10.4.8. By investment in the acquisition of shares or social participations of new or recently created entities

Amount

  • The 30  % of the amounts invested during the year in the acquisition of shares, social participations or mandatory or voluntary contributions made by partners as a result of agreements to establish companies or increase capital in companies that meet the requirements set out below.

    In the case of taxpayers who died before April 14 the investment can only be materialized in the acquisition of shares or corporate participations.

    The maximum amount of this deduction will be 6,000 euros per year.

    In the case of a joint declaration, the amount will be 6,000 euros for each taxpayer in the family unit that has made the investment.

    The deduction will be applied in the year in which the investment materializes and in the following two years, with a limit of 6,000 euros per year.

    In the case of taxpayers who died before April 14 the maximum limit of the deduction is 6,600 euros.

  • The percentage will be 50% with a maximum amount of 12,000 euros ( 13,200 euros in the case of taxpayers who died before April 14) by year and taxpayer when the investments are made in companies owned by research centers or universities.

    This limit is not independent of the general limit of 6,000 euros (6,600 euros).
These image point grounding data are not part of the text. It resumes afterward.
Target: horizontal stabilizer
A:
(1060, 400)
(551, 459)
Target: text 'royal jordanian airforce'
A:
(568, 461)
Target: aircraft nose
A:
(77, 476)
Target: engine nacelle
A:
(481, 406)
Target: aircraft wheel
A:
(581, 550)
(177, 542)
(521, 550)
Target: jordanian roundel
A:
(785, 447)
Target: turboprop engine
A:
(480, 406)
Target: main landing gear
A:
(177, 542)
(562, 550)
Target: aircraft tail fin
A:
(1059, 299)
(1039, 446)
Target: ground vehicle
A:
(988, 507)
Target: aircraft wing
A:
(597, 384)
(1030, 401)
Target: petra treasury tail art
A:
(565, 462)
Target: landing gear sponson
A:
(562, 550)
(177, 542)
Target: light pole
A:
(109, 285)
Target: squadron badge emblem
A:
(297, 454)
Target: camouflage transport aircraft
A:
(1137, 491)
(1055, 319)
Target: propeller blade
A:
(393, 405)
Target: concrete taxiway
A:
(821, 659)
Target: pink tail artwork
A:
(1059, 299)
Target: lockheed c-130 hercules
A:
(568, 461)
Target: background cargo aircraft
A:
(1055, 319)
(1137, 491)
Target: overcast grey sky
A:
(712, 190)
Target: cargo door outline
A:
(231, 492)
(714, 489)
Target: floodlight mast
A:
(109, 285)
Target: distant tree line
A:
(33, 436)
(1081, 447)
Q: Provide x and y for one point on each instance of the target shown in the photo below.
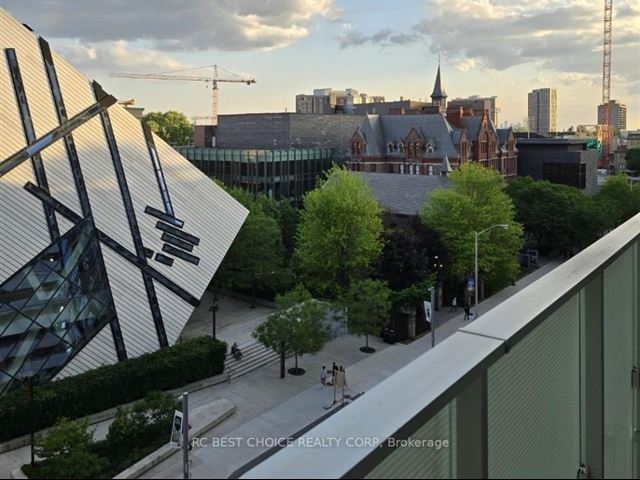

Therefore, in the event that a taxpayer makes investments in companies owned by research centers or universities and other investments in the acquisition of shares or social participations in new or recently created entities, the maximum deduction limit will be 12,000 euros ( 13,200 euros)

Requirements

  1. The participation achieved by the taxpayer, together with those of the spouse or persons linked by reason of kinship, in a direct or collateral line, by consanguinity or affinity, up to the third degree included, may not exceed 40% of the share capital of the target company. of the investment or their voting rights.

  2. The entity in which the investment takes place will have to meet the following requirements:

    1. Have the nature of a public limited company, limited company, labor limited company or labor limited company or cooperative society. In the case of taxpayers who died before April 14, the investment cannot be made in cooperative societies.

    2. Have its registered office and tax address in the Balearic Islands.

    3. Develop an economic activity, this may not have as its main activity the management of movable or real estate assets, nor be dedicated to the leasing of real estate.

    4. Have, at a minimum, one employed person with a full-time employment contract and registered in the general Social Security regime, domiciled in the Balearic Islands, and who is neither a partner nor a participant in the company.

    5. In the event that the investment has been made through a capital increase, the commercial company must have been incorporated in the last two years prior to the date of said capital increase, unless it is an innovative company in matter of research and development, which, in accordance with the provisions of Order ECC/1087/2015, which regulates obtaining the seal of small and medium-sized innovative company, and creates and regulates the Registry of Small and Medium-sized Enterprises Innovative, has this seal in force and is registered in said Registry.

    6. You must maintain the jobs, understanding that this requirement is met when the total average workforce is maintained.

    7. The annual turnover of the entity may not exceed the limit of 2,000,000 euros.

  3. The taxpayer may be part of the board of directors of the company, without, in any case, being able to carry out executive or management functions, nor maintain an employment relationship with the entity.

  4. The operations in which the deduction is applicable must be formalized in a public deed, which must state the identity of the investors and the amount of the respective investment.

  5. The acquired shares must be maintained in the taxpayer's assets for a minimum period of four years.

  6. The requirements established in letters b, c, d, f and g of point 2 and the maximum participation limit established in point 1 as well as the prohibition contained in point 3 must be met for a minimum period of four years from the date of effectiveness of the capital increase agreement or constitution that gives rise to the right to deduction.

Failure to comply with the requirements and conditions established in points 1, 3, 5 and 6 will entail the loss of the tax benefit, and the part of the tax that has not been paid must be included in the declaration for the year in which the failure occurred. along with the corresponding late payment interest.

Completion

A data capture window will open in which it will reflect the amount paid with the right to deduction, the NIF of the entity and if the investment is made in companies owned by research centers or universities, it will mark the box enabled for that purpose.

The program will transfer the deduction to Annex B.8 of the declaration.